✓ Functional recovery after digit-to-hand replantation depends on the interaction of various factors. In addition to peripheral mechanisms, cortical and subcortical reorganization of digit representation may play a substantial role in the recovery process. However, cortical processes during the first months after replantation are not well understood.
In this 25-year-old man who had traumatically lost digits II to V (DII—V) on his right hand, the authors used magnetoencephalographic source imaging to document the recovery of somatosensory cortical responses after tactile stimulation at four sites on the replanted digits. Successful replantation of DIV and DV was accomplished at the original position of DIII and DIV with mixed innervation.
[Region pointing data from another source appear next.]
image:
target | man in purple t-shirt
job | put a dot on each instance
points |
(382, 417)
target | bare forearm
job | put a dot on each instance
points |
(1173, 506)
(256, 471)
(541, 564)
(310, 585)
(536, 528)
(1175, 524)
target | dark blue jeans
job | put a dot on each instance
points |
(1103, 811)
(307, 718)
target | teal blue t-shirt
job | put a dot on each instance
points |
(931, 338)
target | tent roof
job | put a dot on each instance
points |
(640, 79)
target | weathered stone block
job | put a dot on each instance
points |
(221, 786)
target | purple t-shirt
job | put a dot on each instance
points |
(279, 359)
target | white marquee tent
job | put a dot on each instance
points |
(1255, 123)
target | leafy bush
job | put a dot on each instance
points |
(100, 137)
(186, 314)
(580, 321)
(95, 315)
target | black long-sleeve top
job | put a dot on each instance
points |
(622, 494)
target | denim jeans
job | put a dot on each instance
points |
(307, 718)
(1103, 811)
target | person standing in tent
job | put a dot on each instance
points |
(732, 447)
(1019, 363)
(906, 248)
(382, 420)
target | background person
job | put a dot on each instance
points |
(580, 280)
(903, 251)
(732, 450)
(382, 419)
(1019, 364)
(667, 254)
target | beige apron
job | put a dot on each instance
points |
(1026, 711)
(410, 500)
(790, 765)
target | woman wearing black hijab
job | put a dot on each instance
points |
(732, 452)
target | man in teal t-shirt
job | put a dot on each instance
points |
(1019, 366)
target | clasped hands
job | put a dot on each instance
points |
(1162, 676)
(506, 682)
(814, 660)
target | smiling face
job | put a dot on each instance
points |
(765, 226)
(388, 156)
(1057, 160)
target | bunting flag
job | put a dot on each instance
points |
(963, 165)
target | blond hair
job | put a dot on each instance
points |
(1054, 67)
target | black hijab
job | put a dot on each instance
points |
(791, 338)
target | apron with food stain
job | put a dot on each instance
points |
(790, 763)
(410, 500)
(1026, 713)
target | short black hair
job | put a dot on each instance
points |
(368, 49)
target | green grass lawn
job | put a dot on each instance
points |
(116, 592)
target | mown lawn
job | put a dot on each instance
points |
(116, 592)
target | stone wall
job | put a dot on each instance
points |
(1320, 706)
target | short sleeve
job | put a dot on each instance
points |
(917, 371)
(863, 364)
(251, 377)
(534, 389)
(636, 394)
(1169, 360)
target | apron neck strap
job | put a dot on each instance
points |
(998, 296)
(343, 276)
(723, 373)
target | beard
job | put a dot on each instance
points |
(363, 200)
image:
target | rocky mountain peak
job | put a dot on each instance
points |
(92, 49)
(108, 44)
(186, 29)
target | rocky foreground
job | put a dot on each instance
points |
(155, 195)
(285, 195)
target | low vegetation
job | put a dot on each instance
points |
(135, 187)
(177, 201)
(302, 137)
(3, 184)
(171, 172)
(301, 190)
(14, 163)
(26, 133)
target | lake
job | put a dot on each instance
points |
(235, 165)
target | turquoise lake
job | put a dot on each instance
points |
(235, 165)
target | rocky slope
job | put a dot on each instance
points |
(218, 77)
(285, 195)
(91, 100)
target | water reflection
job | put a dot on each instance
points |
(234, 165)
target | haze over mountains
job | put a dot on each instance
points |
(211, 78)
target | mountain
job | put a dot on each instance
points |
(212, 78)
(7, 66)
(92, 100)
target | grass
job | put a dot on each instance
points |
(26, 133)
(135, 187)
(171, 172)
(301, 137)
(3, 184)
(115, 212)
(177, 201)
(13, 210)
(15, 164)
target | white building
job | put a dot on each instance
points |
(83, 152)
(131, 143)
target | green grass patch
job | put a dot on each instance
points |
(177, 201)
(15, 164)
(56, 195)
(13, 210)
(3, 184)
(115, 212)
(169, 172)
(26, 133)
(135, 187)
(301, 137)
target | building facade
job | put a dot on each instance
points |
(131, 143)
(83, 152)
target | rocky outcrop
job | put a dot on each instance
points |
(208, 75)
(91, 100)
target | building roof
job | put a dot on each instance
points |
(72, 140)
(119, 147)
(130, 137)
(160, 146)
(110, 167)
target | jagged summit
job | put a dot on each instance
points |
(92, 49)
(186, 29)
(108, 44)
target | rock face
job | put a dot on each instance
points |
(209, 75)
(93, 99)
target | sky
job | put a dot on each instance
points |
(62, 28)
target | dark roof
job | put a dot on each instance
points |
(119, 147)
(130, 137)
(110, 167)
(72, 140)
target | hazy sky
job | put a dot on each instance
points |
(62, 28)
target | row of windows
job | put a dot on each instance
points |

Cortical evoked fields could be recorded starting from the 10th week after digit-to-hand replantation. Initially, signals from all sites showed decreased amplitudes and prolonged latencies. In the subsequent six recordings obtained between the 12th and 55th week postreplantation, a continuous increase in amplitude but only a slight recovery of latencies were observed. Components of the recorded somatosensory evoked fields were localized in the primary somatosensory cortex (SI). The localizations of the replanted DIV showed a gradual lateral-inferior shift in the somatosensory cortex over time, indicating cortical reorganization caused by altered peripheral input. The authors infer from this shift that the original cortical area of the missing finger (DII) was taken over by the replanted finger.
From these data the authors conclude that magnetic source imaging might be a reliable noninvasive method to evaluate surgical nerve repair and that cortical reorganization of SI is involved in the regeneration process following peripheral nerve injury.